Search code examples
pythonpandasnumpystatisticsprobability

Calculate probability 2 random people are in the same group?


In my dataset, there are N people who are each split into one 3 groups (groups = {A, B, C}). I want to find the probability that two random people, n_1 and n_2, belong to the same group.

I have data on each of these groups and how many people belong to them. Importantly, each group is of a different size.

import pandas as pd
import numpy as np
import math 

data = {
    "Group": ['A', 'B', 'C'],
    "Count": [20, 10, 5],
}

df = pd.DataFrame(data)
  Group  Count
0     A     20
1     B     10
2     C      5

I think I know how to get the sample space, S but I am unsure how to get the numerator.

def nCk(n,k):
  f = math.factorial
  return f(n) / f(k) / f(n-k)

n = sum(df['Count'])
k = 2
s = nCk(n, k)

Solution

  • My discrete mathematics skills are a bit rusty so feel free to correct me. You have N people split into groups of sizes s_1, ..., s_n so that N = s_1 + ... + s_n.

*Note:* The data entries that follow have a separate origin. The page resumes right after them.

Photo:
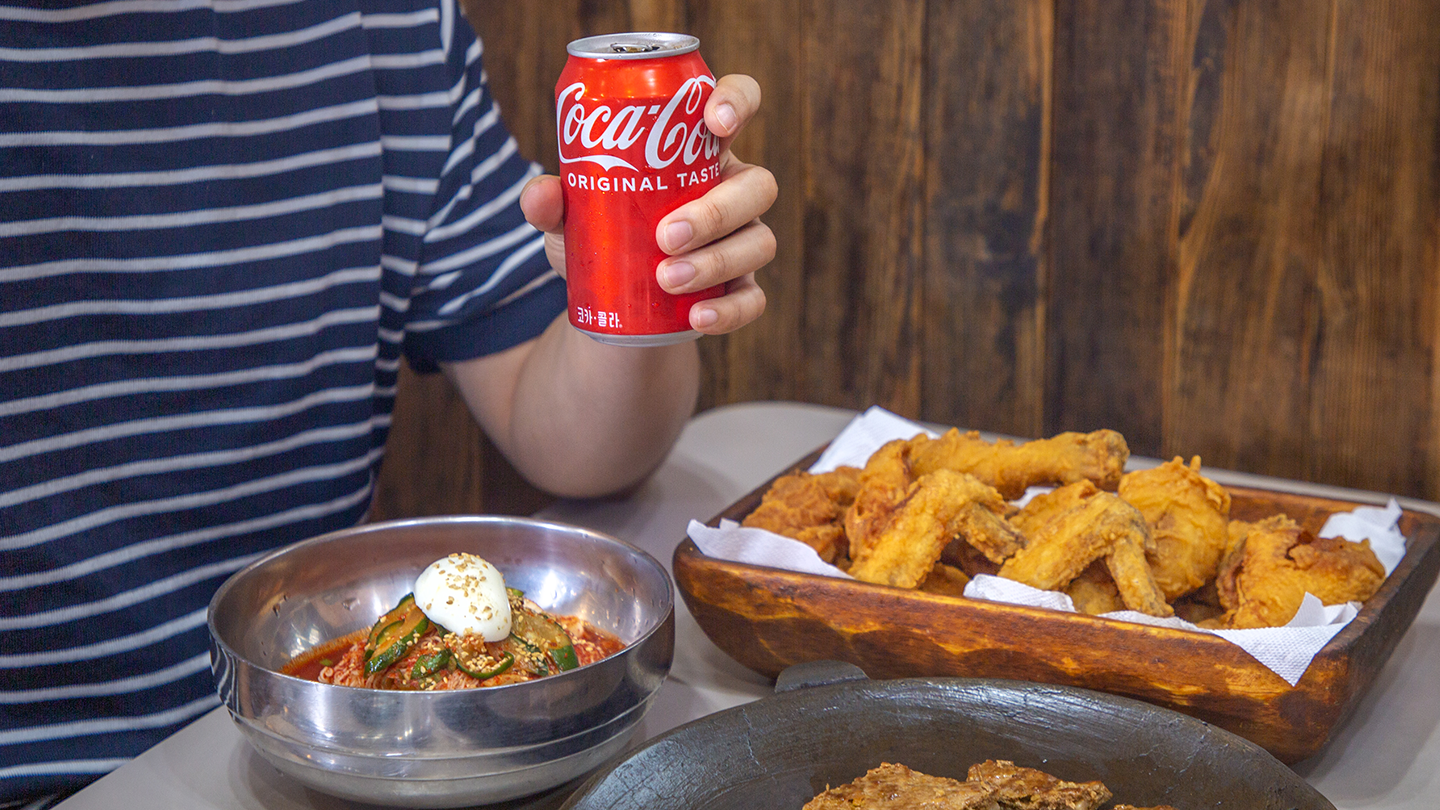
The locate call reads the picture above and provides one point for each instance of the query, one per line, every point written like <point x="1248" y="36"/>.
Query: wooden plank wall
<point x="1210" y="225"/>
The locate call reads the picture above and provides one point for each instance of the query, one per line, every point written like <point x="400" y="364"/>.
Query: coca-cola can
<point x="634" y="146"/>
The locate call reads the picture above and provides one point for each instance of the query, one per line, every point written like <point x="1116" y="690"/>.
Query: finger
<point x="543" y="203"/>
<point x="732" y="104"/>
<point x="735" y="257"/>
<point x="742" y="303"/>
<point x="545" y="208"/>
<point x="745" y="193"/>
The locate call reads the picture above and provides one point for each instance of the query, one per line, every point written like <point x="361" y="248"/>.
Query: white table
<point x="1386" y="757"/>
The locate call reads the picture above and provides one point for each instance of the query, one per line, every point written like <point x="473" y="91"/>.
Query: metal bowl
<point x="438" y="748"/>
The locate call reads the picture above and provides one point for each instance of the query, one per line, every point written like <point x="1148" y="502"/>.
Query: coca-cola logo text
<point x="674" y="131"/>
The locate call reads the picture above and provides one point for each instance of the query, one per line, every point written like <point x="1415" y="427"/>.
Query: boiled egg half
<point x="464" y="594"/>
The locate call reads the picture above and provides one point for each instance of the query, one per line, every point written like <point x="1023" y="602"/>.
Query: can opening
<point x="632" y="48"/>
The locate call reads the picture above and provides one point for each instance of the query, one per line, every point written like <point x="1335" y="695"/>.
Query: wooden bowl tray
<point x="769" y="619"/>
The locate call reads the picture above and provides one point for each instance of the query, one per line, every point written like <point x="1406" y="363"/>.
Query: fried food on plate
<point x="1093" y="591"/>
<point x="1018" y="787"/>
<point x="1134" y="580"/>
<point x="1119" y="577"/>
<point x="933" y="510"/>
<point x="897" y="787"/>
<point x="1047" y="506"/>
<point x="810" y="508"/>
<point x="1269" y="571"/>
<point x="1060" y="549"/>
<point x="1014" y="467"/>
<point x="883" y="483"/>
<point x="945" y="580"/>
<point x="1188" y="516"/>
<point x="994" y="784"/>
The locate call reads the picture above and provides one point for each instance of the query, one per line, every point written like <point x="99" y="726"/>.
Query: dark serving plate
<point x="828" y="724"/>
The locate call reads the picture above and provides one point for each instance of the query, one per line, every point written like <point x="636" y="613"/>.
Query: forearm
<point x="583" y="418"/>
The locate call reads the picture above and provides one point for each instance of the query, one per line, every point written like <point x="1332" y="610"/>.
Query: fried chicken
<point x="1070" y="541"/>
<point x="1046" y="506"/>
<point x="1027" y="789"/>
<point x="1014" y="467"/>
<point x="1093" y="591"/>
<point x="1119" y="575"/>
<point x="1269" y="571"/>
<point x="1188" y="515"/>
<point x="1134" y="580"/>
<point x="945" y="580"/>
<point x="883" y="483"/>
<point x="810" y="508"/>
<point x="933" y="510"/>
<point x="897" y="787"/>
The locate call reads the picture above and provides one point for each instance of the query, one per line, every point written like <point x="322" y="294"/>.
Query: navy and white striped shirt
<point x="222" y="222"/>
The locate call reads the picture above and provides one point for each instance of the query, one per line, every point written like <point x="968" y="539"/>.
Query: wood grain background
<point x="1210" y="225"/>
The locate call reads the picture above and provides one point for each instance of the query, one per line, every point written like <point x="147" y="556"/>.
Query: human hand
<point x="716" y="239"/>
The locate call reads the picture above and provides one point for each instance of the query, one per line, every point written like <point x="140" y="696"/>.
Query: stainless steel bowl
<point x="438" y="748"/>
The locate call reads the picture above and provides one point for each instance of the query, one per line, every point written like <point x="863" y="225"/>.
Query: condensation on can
<point x="634" y="146"/>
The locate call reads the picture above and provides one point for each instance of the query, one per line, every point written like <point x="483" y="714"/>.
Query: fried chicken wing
<point x="883" y="483"/>
<point x="1060" y="549"/>
<point x="1134" y="580"/>
<point x="1188" y="516"/>
<point x="1047" y="506"/>
<point x="1270" y="570"/>
<point x="897" y="787"/>
<point x="1014" y="467"/>
<point x="810" y="508"/>
<point x="945" y="580"/>
<point x="1093" y="591"/>
<point x="1026" y="789"/>
<point x="933" y="510"/>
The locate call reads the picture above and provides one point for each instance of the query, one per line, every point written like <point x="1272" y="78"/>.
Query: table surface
<point x="1386" y="755"/>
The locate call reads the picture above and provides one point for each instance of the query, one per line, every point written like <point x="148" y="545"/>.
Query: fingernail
<point x="727" y="118"/>
<point x="678" y="274"/>
<point x="703" y="317"/>
<point x="677" y="235"/>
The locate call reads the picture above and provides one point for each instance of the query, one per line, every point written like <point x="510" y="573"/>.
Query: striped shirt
<point x="222" y="222"/>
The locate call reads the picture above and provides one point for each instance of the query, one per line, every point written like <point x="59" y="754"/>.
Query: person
<point x="222" y="225"/>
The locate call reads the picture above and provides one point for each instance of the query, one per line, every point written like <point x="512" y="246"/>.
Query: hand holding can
<point x="634" y="146"/>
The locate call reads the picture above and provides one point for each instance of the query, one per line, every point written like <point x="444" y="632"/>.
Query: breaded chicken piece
<point x="1046" y="506"/>
<point x="1134" y="580"/>
<point x="1267" y="574"/>
<point x="896" y="787"/>
<point x="945" y="580"/>
<point x="1121" y="578"/>
<point x="1093" y="591"/>
<point x="883" y="483"/>
<point x="1027" y="789"/>
<point x="933" y="510"/>
<point x="810" y="508"/>
<point x="1011" y="467"/>
<point x="1060" y="549"/>
<point x="1188" y="516"/>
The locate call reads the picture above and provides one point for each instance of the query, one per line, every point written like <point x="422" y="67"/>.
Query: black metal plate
<point x="822" y="730"/>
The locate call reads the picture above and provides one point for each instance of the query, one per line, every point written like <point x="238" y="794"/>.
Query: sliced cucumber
<point x="393" y="639"/>
<point x="503" y="663"/>
<point x="545" y="633"/>
<point x="431" y="663"/>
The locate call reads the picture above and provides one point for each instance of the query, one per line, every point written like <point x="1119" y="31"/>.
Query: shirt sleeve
<point x="483" y="283"/>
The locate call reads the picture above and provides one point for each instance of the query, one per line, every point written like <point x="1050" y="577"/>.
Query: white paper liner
<point x="1285" y="650"/>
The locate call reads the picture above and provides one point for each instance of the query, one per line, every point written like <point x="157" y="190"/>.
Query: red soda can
<point x="634" y="146"/>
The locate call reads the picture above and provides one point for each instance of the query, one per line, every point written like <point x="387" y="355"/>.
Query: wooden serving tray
<point x="769" y="619"/>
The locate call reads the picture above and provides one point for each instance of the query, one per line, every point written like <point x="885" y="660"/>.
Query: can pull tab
<point x="632" y="48"/>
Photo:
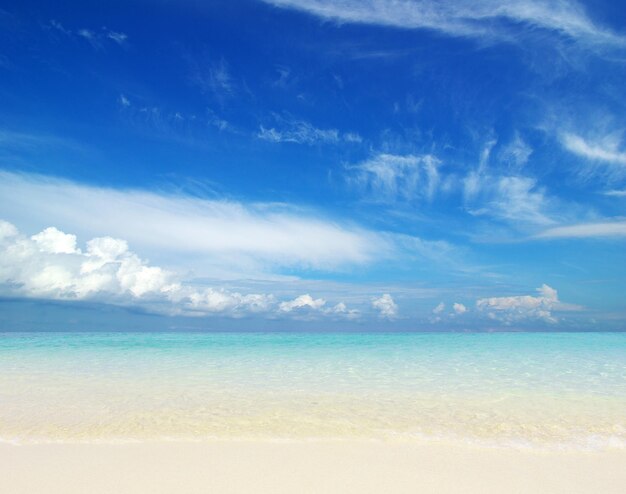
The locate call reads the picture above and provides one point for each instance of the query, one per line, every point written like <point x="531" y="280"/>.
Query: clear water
<point x="563" y="390"/>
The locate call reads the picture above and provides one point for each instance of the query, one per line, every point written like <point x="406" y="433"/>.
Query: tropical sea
<point x="545" y="390"/>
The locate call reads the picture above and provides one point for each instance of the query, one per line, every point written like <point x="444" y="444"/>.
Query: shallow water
<point x="532" y="389"/>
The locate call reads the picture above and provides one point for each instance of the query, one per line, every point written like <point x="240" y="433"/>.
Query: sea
<point x="525" y="390"/>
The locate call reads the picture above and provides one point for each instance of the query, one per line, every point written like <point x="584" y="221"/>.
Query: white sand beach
<point x="304" y="467"/>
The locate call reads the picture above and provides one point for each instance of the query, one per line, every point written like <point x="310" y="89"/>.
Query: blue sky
<point x="313" y="164"/>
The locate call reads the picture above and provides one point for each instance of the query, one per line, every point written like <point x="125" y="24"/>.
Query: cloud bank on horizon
<point x="389" y="164"/>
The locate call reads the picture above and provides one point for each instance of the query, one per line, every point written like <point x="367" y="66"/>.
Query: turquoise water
<point x="562" y="390"/>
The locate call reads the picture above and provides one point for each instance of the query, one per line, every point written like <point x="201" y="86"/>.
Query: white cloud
<point x="389" y="177"/>
<point x="386" y="306"/>
<point x="50" y="265"/>
<point x="474" y="18"/>
<point x="584" y="230"/>
<point x="511" y="198"/>
<point x="119" y="38"/>
<point x="56" y="242"/>
<point x="459" y="308"/>
<point x="94" y="38"/>
<point x="516" y="153"/>
<point x="615" y="193"/>
<point x="214" y="301"/>
<point x="289" y="129"/>
<point x="302" y="302"/>
<point x="220" y="238"/>
<point x="341" y="310"/>
<point x="522" y="307"/>
<point x="440" y="308"/>
<point x="605" y="149"/>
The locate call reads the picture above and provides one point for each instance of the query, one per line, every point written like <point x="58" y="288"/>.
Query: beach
<point x="240" y="413"/>
<point x="304" y="467"/>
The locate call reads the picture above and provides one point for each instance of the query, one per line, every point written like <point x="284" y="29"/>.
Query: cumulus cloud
<point x="307" y="305"/>
<point x="225" y="237"/>
<point x="302" y="302"/>
<point x="385" y="306"/>
<point x="50" y="265"/>
<point x="490" y="19"/>
<point x="586" y="230"/>
<point x="389" y="177"/>
<point x="459" y="308"/>
<point x="522" y="307"/>
<point x="440" y="308"/>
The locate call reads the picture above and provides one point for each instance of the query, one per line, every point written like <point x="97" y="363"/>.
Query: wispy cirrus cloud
<point x="95" y="38"/>
<point x="482" y="18"/>
<point x="51" y="265"/>
<point x="389" y="177"/>
<point x="219" y="233"/>
<point x="289" y="129"/>
<point x="615" y="228"/>
<point x="601" y="151"/>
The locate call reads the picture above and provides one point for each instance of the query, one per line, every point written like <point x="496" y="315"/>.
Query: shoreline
<point x="325" y="466"/>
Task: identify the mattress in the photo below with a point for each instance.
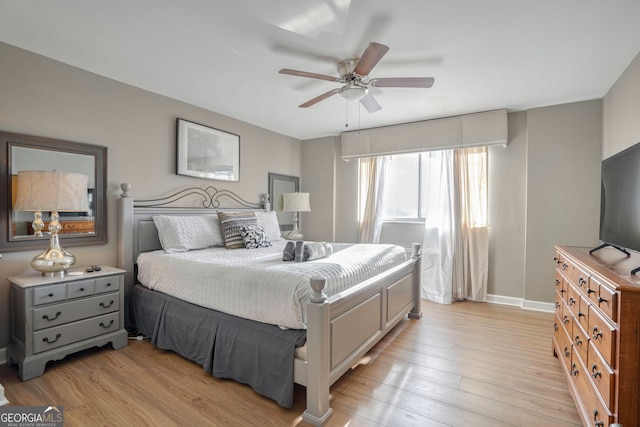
(255, 283)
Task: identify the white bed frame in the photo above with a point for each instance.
(340, 329)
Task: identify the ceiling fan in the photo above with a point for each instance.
(353, 75)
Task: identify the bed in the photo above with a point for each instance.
(332, 324)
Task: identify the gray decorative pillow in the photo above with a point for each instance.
(254, 237)
(231, 223)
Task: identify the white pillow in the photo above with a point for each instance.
(183, 233)
(269, 221)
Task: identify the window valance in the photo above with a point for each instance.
(469, 130)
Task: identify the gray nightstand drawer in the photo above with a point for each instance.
(50, 293)
(107, 284)
(80, 289)
(47, 317)
(58, 336)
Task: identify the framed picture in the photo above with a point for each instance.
(278, 185)
(206, 152)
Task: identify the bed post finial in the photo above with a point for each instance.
(125, 187)
(318, 284)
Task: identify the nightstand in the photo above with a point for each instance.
(52, 317)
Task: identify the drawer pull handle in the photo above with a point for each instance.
(107, 326)
(46, 339)
(46, 316)
(595, 419)
(577, 340)
(106, 306)
(596, 334)
(594, 371)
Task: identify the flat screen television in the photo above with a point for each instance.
(620, 200)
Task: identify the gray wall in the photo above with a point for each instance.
(43, 97)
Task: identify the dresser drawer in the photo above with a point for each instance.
(605, 298)
(602, 376)
(80, 289)
(603, 336)
(599, 415)
(69, 333)
(49, 294)
(49, 316)
(107, 284)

    1. The chance of one random person belonging to group i is s_i / N
    2. The chance of a second person being in group i is (s_i - 1) / (N - 1)
    3. The chance of both being in group i is s_i / N * (s_i - 1) / (N - 1)
    4. The probability of them being together in any group is the sum of the probabilities in #3 across all groups.

    Code:

    import numpy as np
    
    s = df['Count'].values
    n = s.sum()
    prob = np.sum(s/n * (s-1)/(n-1)) # 0.4117647058823529
    

    We can generalize this solution to "the probability of k people all being in the same group":

    k = 2
    i = np.arange(k)[:, None]
    tmp = (s-i) / (n-i)
    prob = np.prod(tmp, axis=0).sum()
    

    When k > s.max() (20 in this case), the answer is 0 because you cannot fit all of them in one group. When k > s.sum() (35 in this case), the result is nan.